Le troisième est Guttorm aux obliques sourcils,
Pâle, féroce et timide.

Grani devant le seuil s’arrête en hennissant.
Sigurd s’avance vers la salle,
Et sous la porte colossale,
Le héros entre en se baissant.

Les trois Nifflungs lèvent la tête ;
La corne à boire dans leur main
Reste pleine à moitié chemin,
Et leur faim tout-à-coup s’arrête.
Sigurd parle : On m’a dit en un pays lointain
Qu’ici je trouverais des braves.
Levez-vous de votre festin
Et combattons, je suis certain
De vous tuer ou de vous faire esclaves.
Gunar, à ces mots tressaillant,
Presse son couteau sur son flanc ;
Hogni de son pied redoutable
Repousse et renverse la table ;
Et Guttorm dont le cœur, par la frayeur glacé,
En secret dans son sein frissonne,
Se cache au creux d’une colonne
Pour fondre comme un loup de son antre élancé,
Pour achever Sigurd quand on l’aura blessé.

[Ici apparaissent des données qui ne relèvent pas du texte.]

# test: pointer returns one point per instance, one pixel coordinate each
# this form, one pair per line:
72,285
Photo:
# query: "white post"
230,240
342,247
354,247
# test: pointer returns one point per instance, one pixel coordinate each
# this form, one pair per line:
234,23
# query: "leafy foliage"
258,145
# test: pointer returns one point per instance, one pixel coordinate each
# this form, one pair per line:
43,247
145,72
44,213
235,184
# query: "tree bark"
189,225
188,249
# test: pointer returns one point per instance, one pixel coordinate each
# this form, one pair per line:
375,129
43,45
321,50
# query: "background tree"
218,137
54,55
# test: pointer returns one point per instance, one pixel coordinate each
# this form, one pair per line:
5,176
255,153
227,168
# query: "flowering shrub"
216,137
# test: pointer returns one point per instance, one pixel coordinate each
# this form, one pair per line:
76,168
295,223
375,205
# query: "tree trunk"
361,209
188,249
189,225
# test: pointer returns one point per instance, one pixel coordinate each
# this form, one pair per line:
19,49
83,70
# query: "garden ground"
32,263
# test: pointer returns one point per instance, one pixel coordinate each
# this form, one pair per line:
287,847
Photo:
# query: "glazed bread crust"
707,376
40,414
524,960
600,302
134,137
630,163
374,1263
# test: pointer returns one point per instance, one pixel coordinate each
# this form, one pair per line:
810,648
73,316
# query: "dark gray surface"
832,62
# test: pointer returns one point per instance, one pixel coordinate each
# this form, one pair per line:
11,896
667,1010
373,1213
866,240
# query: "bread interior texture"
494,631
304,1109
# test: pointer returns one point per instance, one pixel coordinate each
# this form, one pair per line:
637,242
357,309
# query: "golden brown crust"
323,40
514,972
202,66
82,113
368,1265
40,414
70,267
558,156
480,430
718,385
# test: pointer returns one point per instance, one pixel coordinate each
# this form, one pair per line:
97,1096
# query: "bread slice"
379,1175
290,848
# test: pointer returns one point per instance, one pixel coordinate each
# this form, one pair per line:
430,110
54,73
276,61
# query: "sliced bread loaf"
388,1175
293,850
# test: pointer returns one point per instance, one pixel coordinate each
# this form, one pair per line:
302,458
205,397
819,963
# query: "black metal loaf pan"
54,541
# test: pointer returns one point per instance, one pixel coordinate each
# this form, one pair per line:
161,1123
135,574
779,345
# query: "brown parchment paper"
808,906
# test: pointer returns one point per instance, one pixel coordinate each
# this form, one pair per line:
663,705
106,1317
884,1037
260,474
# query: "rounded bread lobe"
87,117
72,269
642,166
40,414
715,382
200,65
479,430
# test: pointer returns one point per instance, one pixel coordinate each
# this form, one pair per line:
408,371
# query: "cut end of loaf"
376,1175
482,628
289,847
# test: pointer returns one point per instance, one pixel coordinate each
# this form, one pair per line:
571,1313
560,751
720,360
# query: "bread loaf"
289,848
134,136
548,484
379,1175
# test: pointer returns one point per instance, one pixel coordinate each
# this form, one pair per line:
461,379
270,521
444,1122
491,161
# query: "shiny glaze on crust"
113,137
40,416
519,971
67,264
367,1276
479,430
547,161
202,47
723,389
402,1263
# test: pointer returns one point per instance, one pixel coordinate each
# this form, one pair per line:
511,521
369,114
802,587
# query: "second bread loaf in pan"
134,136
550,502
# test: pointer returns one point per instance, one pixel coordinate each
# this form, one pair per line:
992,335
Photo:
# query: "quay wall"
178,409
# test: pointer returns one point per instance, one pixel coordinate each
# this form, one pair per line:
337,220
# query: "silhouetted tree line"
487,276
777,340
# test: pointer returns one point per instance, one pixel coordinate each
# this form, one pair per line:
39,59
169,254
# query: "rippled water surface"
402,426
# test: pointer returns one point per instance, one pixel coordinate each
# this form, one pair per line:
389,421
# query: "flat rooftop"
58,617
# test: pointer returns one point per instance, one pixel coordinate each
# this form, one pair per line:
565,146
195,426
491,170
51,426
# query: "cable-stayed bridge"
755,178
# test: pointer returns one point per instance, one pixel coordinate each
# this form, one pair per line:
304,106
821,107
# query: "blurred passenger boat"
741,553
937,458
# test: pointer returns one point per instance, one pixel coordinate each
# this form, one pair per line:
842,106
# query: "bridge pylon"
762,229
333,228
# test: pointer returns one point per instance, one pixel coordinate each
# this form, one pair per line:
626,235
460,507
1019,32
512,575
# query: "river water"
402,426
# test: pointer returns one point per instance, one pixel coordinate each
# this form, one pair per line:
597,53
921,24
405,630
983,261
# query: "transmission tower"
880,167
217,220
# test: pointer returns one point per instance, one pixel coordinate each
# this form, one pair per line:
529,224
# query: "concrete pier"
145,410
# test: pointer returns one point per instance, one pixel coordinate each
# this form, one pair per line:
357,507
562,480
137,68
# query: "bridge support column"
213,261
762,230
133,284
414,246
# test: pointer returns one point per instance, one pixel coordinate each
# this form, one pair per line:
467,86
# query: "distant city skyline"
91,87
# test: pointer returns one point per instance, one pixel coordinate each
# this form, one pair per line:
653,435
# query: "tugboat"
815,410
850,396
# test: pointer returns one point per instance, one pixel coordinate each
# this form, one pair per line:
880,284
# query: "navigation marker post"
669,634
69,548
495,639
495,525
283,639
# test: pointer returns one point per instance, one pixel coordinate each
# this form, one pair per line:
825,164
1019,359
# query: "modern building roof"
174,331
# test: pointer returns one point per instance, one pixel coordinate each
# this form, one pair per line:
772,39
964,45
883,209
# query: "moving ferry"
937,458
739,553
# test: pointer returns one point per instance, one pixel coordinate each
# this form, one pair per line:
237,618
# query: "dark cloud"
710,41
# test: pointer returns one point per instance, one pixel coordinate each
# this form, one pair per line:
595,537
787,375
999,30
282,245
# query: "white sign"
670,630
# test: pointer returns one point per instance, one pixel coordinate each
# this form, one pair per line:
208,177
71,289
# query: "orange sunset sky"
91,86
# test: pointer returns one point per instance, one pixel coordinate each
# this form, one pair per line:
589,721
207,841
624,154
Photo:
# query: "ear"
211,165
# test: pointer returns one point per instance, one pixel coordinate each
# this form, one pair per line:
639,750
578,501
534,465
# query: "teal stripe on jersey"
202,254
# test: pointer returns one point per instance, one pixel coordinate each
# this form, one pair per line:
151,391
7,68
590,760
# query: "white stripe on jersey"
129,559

Sigurd dit en riant : Aux animaux de proie
Nous allons préparer un grand sujet de joie.
Voyez autour du toit voleter ces corbeaux,
Au combat leurs cris nous excitent,
Écoutez, gaîment ils s’invitent
À se partager vos lambeaux.

Mais des Nifflungs Grimma la mère,
Pâle Vola[1], triste sorcière !

  1. Espèce de prophétesse ou magicienne dans la mythologie scandinave.